Political discourse in the early 1980s treated "tax rates" and "tax revenue" as synonymous phrases. As they grapple with a new century's economic problems, policy-makers must not repeat the mistake.
It was common in those years long gone to hear US lawmakers lament growth of the federal deficit and to proclaim the need to "raise revenue." By that they meant "raise tax rates," terminology much less likely to elicit political support and much more likely to provoke a fight with the Republican administration then newly in office.
Indeed, the administration of Ronald Reagan adhered to the insight, popularized by Arthur Laffer, that when tax rates are high, lowering them can increase government tax receipts.
Many politicians scoffed at the notion. Some still do.
A new report by Mehreen Younis, research assistant at the National Center for Policy Analysis, Dallas, argues that history supports Laffer's notion and calls for a cut in the corporate tax rate.
"Most countries have found that tax revenues rise following cuts in their corporate tax rates," Younis writes.
Citing Cato Institute data, the analyst reports that while the average corporate tax worldwide fell from 46% to 33% during 1982-99, income tax collections rose from 2.1% of aggregate national income to 2.4%.

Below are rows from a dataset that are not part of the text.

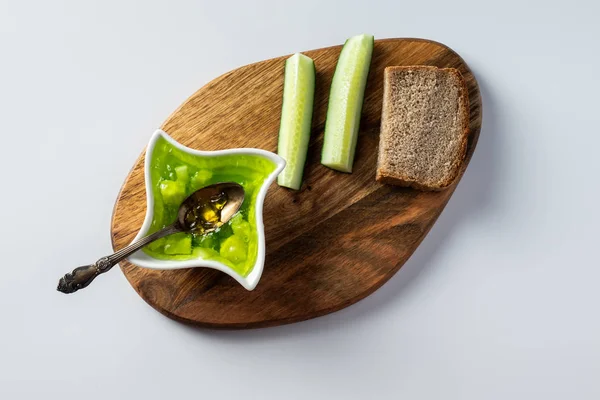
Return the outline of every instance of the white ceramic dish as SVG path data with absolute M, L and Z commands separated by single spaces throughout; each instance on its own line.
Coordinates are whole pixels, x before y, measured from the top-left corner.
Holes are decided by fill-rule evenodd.
M 144 179 L 146 182 L 146 218 L 144 219 L 144 223 L 138 232 L 137 236 L 133 241 L 136 241 L 148 234 L 148 230 L 150 229 L 150 224 L 152 223 L 152 219 L 154 217 L 154 194 L 152 190 L 152 180 L 150 178 L 150 160 L 152 159 L 152 152 L 154 150 L 154 146 L 158 139 L 164 138 L 170 144 L 177 147 L 181 151 L 184 151 L 188 154 L 200 157 L 218 157 L 221 155 L 231 155 L 231 154 L 240 154 L 240 155 L 256 155 L 260 157 L 267 158 L 275 163 L 276 168 L 265 180 L 262 187 L 258 192 L 258 196 L 256 199 L 256 229 L 258 230 L 258 254 L 256 256 L 256 262 L 252 267 L 252 270 L 248 274 L 248 276 L 242 276 L 238 274 L 233 269 L 229 268 L 227 265 L 222 264 L 218 261 L 213 260 L 203 260 L 201 258 L 192 259 L 192 260 L 159 260 L 157 258 L 151 257 L 143 251 L 137 251 L 132 254 L 128 261 L 132 264 L 135 264 L 139 267 L 144 268 L 152 268 L 152 269 L 180 269 L 180 268 L 196 268 L 196 267 L 205 267 L 205 268 L 213 268 L 219 271 L 222 271 L 236 281 L 238 281 L 244 288 L 248 290 L 253 290 L 258 281 L 260 280 L 260 276 L 262 275 L 263 267 L 265 264 L 265 232 L 264 232 L 264 224 L 263 224 L 263 204 L 265 200 L 265 196 L 267 194 L 267 190 L 269 186 L 275 181 L 275 178 L 285 167 L 285 161 L 283 158 L 279 157 L 277 154 L 271 153 L 266 150 L 260 149 L 228 149 L 228 150 L 219 150 L 219 151 L 201 151 L 190 149 L 189 147 L 185 147 L 180 143 L 177 143 L 173 138 L 167 135 L 162 130 L 157 130 L 152 135 L 150 139 L 150 143 L 146 148 L 146 160 L 144 164 Z

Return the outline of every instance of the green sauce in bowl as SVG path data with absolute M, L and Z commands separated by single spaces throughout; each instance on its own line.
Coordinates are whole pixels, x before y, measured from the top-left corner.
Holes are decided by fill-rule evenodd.
M 192 155 L 159 138 L 150 160 L 154 209 L 149 234 L 173 223 L 181 202 L 205 186 L 237 182 L 245 198 L 240 211 L 216 232 L 177 233 L 149 244 L 144 252 L 161 260 L 218 261 L 247 276 L 258 254 L 256 198 L 276 168 L 273 161 L 258 155 Z

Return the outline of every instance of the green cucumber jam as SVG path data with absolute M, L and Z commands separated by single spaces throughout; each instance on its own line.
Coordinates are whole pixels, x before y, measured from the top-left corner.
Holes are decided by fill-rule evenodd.
M 173 223 L 183 200 L 205 186 L 236 182 L 244 188 L 245 196 L 240 210 L 215 232 L 176 233 L 149 244 L 144 252 L 162 260 L 218 261 L 247 276 L 258 254 L 256 198 L 276 164 L 250 154 L 196 156 L 164 138 L 157 140 L 151 157 L 154 218 L 148 234 Z

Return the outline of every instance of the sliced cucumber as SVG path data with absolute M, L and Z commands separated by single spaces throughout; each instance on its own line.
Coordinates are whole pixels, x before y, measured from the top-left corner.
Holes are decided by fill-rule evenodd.
M 165 254 L 192 254 L 192 235 L 189 233 L 176 233 L 166 238 Z
M 315 63 L 296 53 L 285 62 L 283 106 L 277 153 L 286 161 L 277 183 L 300 189 L 308 151 L 315 95 Z
M 180 182 L 183 185 L 187 184 L 187 181 L 190 179 L 187 165 L 175 167 L 175 174 L 177 175 L 177 182 Z
M 331 82 L 321 163 L 338 171 L 352 172 L 373 41 L 372 35 L 346 40 Z
M 228 259 L 234 264 L 238 264 L 246 261 L 246 258 L 248 258 L 248 245 L 238 235 L 229 236 L 221 243 L 219 253 L 221 257 Z
M 165 204 L 179 206 L 185 200 L 185 185 L 168 179 L 163 180 L 160 182 L 160 194 Z

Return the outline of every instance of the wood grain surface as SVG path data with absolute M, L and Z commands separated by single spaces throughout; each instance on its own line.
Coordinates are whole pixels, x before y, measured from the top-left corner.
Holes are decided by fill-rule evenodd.
M 139 295 L 164 315 L 211 328 L 281 325 L 347 307 L 383 285 L 423 240 L 458 180 L 441 192 L 419 192 L 375 182 L 383 95 L 390 65 L 455 67 L 470 98 L 466 168 L 481 128 L 475 77 L 448 47 L 421 39 L 375 41 L 362 111 L 354 172 L 319 163 L 329 87 L 341 46 L 306 51 L 317 68 L 315 111 L 304 184 L 274 184 L 265 201 L 266 263 L 257 288 L 246 291 L 218 271 L 156 271 L 121 263 Z M 162 129 L 201 150 L 256 147 L 277 150 L 284 61 L 247 65 L 194 93 Z M 131 242 L 146 211 L 142 154 L 119 193 L 112 220 L 113 248 Z M 461 172 L 461 177 L 462 173 Z

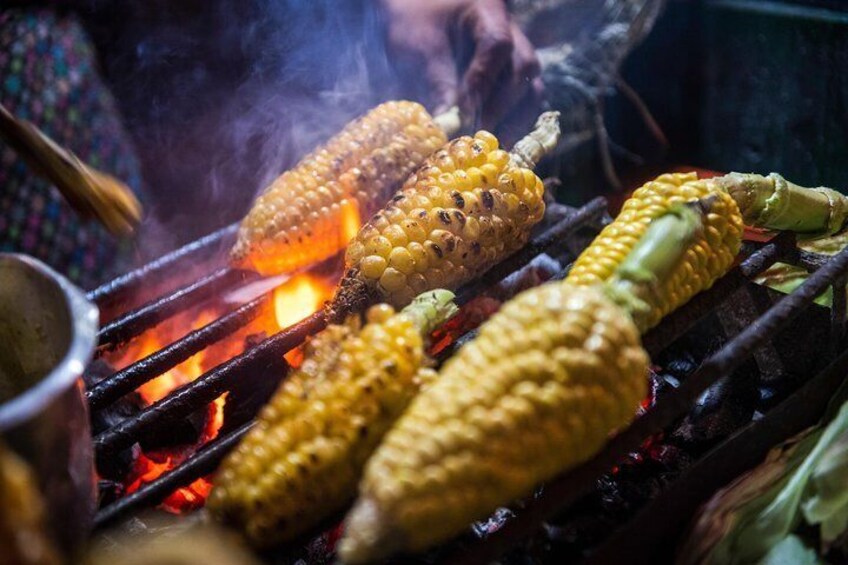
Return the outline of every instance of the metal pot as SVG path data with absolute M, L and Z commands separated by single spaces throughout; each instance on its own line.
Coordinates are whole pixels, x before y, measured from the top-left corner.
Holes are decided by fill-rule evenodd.
M 75 550 L 91 529 L 96 478 L 82 374 L 97 307 L 67 279 L 0 253 L 0 437 L 36 474 L 48 526 Z

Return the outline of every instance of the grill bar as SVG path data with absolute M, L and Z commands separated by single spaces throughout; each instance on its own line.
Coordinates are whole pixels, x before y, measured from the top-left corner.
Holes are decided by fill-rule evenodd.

Similarly, the average corporate tax rate in 19 member countries of the Organization for Economic Cooperation and Development fell from 45% in 1985 to 29% in 2005. In that period, corporate tax revenue rose from 2.6% of the group's gross domestic product to 3.7%.
Alex Brill and Kevin Hassett of the American Enterprise Institute have estimated that the revenue-maximizing corporate rate in developed countries was about 34% in the late 1980s but has declined to about 26%, according to Younis.
The US corporate tax rate is 35% at the federal level and 39.25% with the addition of average state levies. The latter rate is second among developed countries to Japan's 39.54%.
To stimulate its faltering economy and move back toward fiscal balance, the US should cut the corporate tax rate—quickly. Doing so is not the same as cutting revenue.